We've been pretending it didn't happen."

"Oh, Harry. How could you? Your own daughter-in-law.
Nelson's wife."

He feels she is beginning to work from a script, saying standard
things, and into the vault of his shocked and shamed consciousness
there is admitted a whiff of boredom.

"This is the worst thing you've ever done, ever, ever," Janice
tells him. "The absolute worst. That time you ran away, and then
Peggy, my
best
friend, and that poor hippie girl, and
Thelma don't think for one moment I didn't know about Thelma
- but now you've done something truly unforgivable."

"Really?" The word comes out with an unintended hopeful
lilt.

"I will never forgive you. Never," Janice says, returning to a
dead-level tone.

"Don't
say
that," he begs. "It was just a crazy moment
that didn't hurt anybody. Whajou put me and her in the same house
at night for? Whajou think I was, dead already?"

"I had
to go to class, there was a quiz, I wouldn't
have gone ordinarily, I felt so
guilty.
That's a laugh. I
felt guilty. I see now why they have gun laws. If I had a gun, I'd
shoot you.
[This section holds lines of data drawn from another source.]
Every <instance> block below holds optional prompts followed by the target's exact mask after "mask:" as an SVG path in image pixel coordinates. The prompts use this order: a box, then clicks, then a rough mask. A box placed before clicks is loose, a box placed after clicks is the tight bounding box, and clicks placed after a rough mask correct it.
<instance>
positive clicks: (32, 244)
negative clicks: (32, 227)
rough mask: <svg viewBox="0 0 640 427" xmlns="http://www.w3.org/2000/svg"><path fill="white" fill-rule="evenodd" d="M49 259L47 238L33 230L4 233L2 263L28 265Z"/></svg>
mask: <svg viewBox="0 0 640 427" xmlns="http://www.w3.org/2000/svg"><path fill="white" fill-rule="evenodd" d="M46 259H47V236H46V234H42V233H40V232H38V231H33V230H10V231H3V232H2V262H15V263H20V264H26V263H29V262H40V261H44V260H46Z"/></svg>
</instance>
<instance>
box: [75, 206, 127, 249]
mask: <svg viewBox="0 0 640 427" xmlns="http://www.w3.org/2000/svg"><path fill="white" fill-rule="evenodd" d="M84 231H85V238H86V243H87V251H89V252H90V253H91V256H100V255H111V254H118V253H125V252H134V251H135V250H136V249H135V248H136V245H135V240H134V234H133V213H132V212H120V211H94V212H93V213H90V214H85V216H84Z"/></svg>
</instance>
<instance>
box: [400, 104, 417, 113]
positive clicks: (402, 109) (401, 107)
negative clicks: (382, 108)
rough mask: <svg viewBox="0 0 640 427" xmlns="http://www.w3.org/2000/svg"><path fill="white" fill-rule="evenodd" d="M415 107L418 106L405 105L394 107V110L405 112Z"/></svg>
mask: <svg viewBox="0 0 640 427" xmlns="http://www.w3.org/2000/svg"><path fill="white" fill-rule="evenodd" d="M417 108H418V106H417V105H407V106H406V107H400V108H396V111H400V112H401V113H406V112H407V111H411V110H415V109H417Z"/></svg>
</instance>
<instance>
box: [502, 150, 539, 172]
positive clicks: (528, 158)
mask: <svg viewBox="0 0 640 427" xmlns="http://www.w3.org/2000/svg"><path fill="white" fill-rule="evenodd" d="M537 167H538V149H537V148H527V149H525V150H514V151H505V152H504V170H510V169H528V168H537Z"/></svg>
I'd shoot you both."

"What else did Pru say?" Answering, he figures, will bring her
down a bit from this height of murderous rage.

Janice answers, "She didn't say much of anything. Just the flat
facts and then folded her hands in her lap and kept giving me and
Nelson that defiant stare of hers. She didn't seem repentant, just
tough, and obviously not wanting me to come live in the house.
That's why she told."

He feels himself being drawn into alignment with Janice, against
the others, with a couple's shared vision, squinting this way at
Pru. He feels relieved, beginning already to be forgiven, and
faintly disappointed.

"She is tough," he agrees, soothingly. "Pru. Whaddeya expect,
from an Akron steamfitter's daughter?" He decides against telling
Janice, now at least, how in making their love Pru had come twice,
and he had faintly felt used, expertly.

His reprieve is only just beginning. It will take weeks and
months and years of whittling at it. With her new business sense
Janice won't give anything away cheap. "We want you over here,
Harry," she says.

"Me? Why? It's late," he says. "I'm bushed from all those
bushes."

"Don't think you're out of this and can be cute. This is a
hideous thing. None of us will ever be the same."

"We never are," he dares say.

"Think of how Nelson feels."

This hurts. He hadn't wanted to think about it.

She tells him, "Nelson is being very calm and using all that
good psychological work they did at the treatment center. He says
this will need a lot of processing and we must begin right now. If
we don't start right in we'll all harden in our positions."

Rabbit tries to conspire again, to elicit another wifely
description. "Yeah -how
did
the kid take it?"

But she only says, "I think he's in shock. He himself said he
hasn't begun to get in touch with his real feelings."